Wow, that looks like a great hardtail for XXL/Tall+ folks. Cro-moly frame with a 1.5" HT and oversized tubes, 28mm 36 H Stans rims, Shimano hydraulics, nice setback on the seatpost, 720 mm wide bar, the crankarms even look like longer ones. Someone was doing some good thinkin'. I'd be all over one of those if I was in the market for a new hardtail.

It appears to have been added as a 2015 model.


----------



## johnD (Mar 31, 2010)

Yeah man , I actually saw it in last months mountain bike action magazine. They printed a khs 2015 catalog in the mag.


----------



## TKG27 (Aug 5, 2011)

As an owner of a KHS Flite 747 road bike, I was very interested in this bike when it came out. I was in the market for a new mountain bike and my LBS brought this to my attention. Great specs for a clyde and the price seems reasonable. My only concern was the stand-over height. For a MTB, it seems ridiculously high to me and I'm 6'6". I ended up buying a Salsa Mukluk on year-end clearance and am very happy with it in the dirt and in the snow.

Jeff


----------



## Woody79 (Nov 30, 2014)

I'm 6'8" and looking to get my first mountain bike. I'm a triathlete so I've spent quite a bit of time on a road bike, but i'm really excited about the idea of doing some xterra races. I was pretty fixed on the specialized crave pro in xxl because it seemed like a decent hard tail that would fit me that wouldn't break the budget.
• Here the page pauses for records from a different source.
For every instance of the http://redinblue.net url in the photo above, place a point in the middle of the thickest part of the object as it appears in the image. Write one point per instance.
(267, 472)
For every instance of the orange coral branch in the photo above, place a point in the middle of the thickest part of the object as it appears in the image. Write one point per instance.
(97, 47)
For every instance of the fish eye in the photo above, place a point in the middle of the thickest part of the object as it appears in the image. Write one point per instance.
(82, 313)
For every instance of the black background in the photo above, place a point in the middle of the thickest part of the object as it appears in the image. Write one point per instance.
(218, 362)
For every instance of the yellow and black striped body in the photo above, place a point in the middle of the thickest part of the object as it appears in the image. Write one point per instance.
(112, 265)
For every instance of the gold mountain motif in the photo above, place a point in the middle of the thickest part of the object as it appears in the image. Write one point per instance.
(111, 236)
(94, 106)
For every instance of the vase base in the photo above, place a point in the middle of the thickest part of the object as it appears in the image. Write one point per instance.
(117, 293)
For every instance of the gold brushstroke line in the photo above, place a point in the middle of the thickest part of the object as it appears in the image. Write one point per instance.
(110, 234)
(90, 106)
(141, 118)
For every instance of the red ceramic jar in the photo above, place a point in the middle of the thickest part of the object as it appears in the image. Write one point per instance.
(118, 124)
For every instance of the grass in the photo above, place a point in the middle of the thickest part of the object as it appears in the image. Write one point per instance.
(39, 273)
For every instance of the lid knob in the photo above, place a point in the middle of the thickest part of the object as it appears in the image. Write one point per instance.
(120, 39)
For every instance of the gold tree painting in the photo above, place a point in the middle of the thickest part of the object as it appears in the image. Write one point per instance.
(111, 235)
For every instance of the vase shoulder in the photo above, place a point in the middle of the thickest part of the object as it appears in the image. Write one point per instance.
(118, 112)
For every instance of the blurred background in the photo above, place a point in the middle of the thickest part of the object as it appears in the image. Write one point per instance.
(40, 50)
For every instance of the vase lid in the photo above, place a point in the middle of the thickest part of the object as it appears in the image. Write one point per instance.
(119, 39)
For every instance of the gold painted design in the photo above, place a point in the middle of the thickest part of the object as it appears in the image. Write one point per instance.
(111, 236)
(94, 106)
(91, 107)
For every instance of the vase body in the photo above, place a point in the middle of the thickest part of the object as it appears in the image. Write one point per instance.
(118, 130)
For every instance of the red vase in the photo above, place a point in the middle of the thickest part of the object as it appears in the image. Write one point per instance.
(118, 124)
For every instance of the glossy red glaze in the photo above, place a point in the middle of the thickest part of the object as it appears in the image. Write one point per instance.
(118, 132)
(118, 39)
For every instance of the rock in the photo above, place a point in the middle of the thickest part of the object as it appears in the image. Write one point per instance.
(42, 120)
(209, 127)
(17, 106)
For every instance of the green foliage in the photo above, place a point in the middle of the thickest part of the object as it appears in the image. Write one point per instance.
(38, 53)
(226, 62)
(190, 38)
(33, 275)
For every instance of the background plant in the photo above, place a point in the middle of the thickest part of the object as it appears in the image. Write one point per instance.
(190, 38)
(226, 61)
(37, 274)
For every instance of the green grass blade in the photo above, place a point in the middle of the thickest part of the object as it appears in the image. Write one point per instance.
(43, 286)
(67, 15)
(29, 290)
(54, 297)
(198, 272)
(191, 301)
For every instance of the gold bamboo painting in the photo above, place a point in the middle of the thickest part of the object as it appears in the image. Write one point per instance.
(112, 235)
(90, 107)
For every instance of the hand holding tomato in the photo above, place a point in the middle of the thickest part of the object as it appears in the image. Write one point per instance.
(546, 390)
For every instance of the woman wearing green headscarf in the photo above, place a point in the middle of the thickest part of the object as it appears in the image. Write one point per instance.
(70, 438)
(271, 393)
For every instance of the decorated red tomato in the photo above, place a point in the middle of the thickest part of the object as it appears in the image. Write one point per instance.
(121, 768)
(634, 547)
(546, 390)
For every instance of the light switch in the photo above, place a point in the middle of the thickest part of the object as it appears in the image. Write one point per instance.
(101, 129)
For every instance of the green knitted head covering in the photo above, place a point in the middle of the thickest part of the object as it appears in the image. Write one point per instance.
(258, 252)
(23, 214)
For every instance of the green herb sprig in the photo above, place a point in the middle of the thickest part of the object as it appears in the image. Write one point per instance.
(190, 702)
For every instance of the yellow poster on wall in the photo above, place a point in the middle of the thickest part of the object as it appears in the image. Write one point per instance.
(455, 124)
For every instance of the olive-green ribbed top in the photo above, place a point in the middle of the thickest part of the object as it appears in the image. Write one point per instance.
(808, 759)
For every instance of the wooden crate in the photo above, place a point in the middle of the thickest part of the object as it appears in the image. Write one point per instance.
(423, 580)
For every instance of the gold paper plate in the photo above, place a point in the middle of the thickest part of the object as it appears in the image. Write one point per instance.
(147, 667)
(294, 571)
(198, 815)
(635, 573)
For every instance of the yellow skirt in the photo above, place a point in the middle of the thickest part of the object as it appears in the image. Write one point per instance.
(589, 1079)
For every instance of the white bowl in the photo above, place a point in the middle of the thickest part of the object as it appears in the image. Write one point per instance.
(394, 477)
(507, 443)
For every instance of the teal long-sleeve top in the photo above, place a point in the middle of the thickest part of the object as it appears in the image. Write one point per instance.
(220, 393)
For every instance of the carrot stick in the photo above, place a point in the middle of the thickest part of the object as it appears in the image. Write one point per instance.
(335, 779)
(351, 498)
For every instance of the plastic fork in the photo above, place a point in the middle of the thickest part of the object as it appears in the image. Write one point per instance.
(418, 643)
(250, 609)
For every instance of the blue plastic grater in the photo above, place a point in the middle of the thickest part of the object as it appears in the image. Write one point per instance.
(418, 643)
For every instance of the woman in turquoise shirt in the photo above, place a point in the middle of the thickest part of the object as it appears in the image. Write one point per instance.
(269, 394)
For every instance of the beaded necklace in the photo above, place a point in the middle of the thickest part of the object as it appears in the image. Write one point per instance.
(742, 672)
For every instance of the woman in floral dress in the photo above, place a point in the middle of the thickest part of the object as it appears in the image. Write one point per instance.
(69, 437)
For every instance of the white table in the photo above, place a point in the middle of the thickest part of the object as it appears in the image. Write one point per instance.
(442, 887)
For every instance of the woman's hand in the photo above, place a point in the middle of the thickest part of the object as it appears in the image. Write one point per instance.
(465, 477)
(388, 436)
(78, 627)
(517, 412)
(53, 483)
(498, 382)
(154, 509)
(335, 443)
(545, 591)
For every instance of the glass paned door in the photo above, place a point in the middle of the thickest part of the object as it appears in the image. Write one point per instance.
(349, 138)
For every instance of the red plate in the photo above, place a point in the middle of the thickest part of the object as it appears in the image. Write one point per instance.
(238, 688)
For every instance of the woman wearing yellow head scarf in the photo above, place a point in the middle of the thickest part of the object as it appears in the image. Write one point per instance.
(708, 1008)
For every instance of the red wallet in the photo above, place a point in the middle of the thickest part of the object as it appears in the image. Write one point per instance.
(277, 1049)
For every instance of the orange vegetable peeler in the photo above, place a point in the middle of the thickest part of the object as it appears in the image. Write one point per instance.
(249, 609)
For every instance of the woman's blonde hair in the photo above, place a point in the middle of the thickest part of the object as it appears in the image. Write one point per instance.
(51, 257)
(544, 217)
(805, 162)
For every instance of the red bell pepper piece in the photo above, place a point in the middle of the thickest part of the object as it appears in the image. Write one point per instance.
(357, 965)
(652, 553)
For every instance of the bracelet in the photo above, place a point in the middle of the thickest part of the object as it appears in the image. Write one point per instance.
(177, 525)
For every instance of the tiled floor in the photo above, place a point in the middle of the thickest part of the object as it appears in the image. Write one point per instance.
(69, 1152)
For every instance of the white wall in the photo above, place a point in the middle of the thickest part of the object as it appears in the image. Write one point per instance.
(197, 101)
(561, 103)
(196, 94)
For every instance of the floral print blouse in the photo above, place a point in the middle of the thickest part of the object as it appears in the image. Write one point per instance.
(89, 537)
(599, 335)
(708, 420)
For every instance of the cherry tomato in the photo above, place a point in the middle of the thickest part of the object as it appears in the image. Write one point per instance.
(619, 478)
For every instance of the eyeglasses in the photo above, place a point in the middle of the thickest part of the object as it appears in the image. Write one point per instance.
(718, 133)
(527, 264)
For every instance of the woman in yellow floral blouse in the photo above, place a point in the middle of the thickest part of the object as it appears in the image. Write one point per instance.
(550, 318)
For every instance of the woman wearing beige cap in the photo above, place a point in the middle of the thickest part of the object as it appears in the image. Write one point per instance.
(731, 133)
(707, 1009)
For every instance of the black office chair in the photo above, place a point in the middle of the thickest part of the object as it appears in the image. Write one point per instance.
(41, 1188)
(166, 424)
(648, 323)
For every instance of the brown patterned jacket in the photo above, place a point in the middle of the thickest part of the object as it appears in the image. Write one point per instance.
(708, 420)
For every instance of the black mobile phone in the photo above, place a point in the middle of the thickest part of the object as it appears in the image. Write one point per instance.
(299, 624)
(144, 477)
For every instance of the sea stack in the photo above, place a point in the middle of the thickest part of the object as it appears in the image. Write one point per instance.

Looking at the geometry of this bike, compared to the specialized crave xxl, with the exception of standover height, this bike looks very similar geometry. (true or false?) Assuming that both bikes would fit me equally well can someone with more knowledge about Mountain bike components/construction give me any insight into what would be a better race bike for me? I noticed that the KHS is a steel frame, while the crave is aluminum. I'm assuming that the aluminum would be lighter. Any insight is appreciated.


----------



## johnD (Mar 31, 2010)

Woody79 said:


> I'm 6'8" and looking to get my first mountain bike. I'm a triathlete so I've spent quite a bit of time on a road bike, but i'm really excited about the idea of doing some xterra races. I was pretty fixed on the specialized crave pro in xxl because it seemed like a decent hard tail that would fit me that wouldn't break the budget. Looking at the geometry of this bike, compared to the specialized crave xxl, with the exception of standover height, this bike looks very similar geometry. (true or false?) Assuming that both bikes would fit me equally well can someone with more knowledge about Mountain bike components/construction give me any insight into what would be a better race bike for me? I noticed that the KHS is a steel frame, while the crave is aluminum. I'm assuming that the aluminum would be lighter. Any insight is appreciated.


I'd go with the Crave as a race bike.


----------



## scottzg (Sep 27, 2006)

Woody79 said:


> I'm 6'8" and looking to get my first mountain bike. I'm a triathlete so I've spent quite a bit of time on a road bike, but i'm really excited about the idea of doing some xterra races. I was pretty fixed on the specialized crave pro in xxl because it seemed like a decent hard tail that would fit me that wouldn't break the budget. Looking at the geometry of this bike, compared to the specialized crave xxl, with the exception of standover height, this bike looks very similar geometry. (true or false?) Assuming that both bikes would fit me equally well can someone with more knowledge about Mountain bike components/construction give me any insight into what would be a better race bike for me? I noticed that the KHS is a steel frame, while the crave is aluminum. I'm assuming that the aluminum would be lighter. Any insight is appreciated.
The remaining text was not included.